On Friday 5th December I went to my psychiatrist again. He seems to be really recommending that I be prescribed medicaton. An SSRI. Which I’m quite sure is what an anti-depressant is. I don’t have depression though so he’s actually prescribing it for my eating disorder. He’s also referring me to a psychologist who deals with people with EDs. I’m just so overwhelmed by all this. Now I have to face up to the fact that I do have an eating disorder now that I’m told my my psychiatrist that I have an ED and am being treated for one. He didn’t exactly diagnose me though. He didn’t say ‘bulimia’ although he said ‘bulimic behaviours.’ So I think I have bulimia. From what I’ve read and what the psychiatrist and school counsellor have said anyway.
We have to ring the psychiatrist today to let him know what we decide about going on meds or not.

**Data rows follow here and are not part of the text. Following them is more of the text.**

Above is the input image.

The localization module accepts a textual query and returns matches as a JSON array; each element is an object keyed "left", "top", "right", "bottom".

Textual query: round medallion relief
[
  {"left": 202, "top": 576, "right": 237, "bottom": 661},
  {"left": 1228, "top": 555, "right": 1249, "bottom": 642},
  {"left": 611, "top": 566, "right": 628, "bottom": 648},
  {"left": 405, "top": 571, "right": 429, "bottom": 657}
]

I kinda just go along with whatever he says and whatever my parents want too. They’re saying it’s my choice though. So I think I’ll just give it a go…and if it doesn’t help, I can always just stop them.
I hope the psychologist I get referred to is experienced with people who self harm too. And also with social anxiety. According to the school counsellor I have social anxiety but it’s something the psychiatrist doesn’t know. The social anxiety is not too bad though.
Anyways, if I can be bothered I might type out my whole story.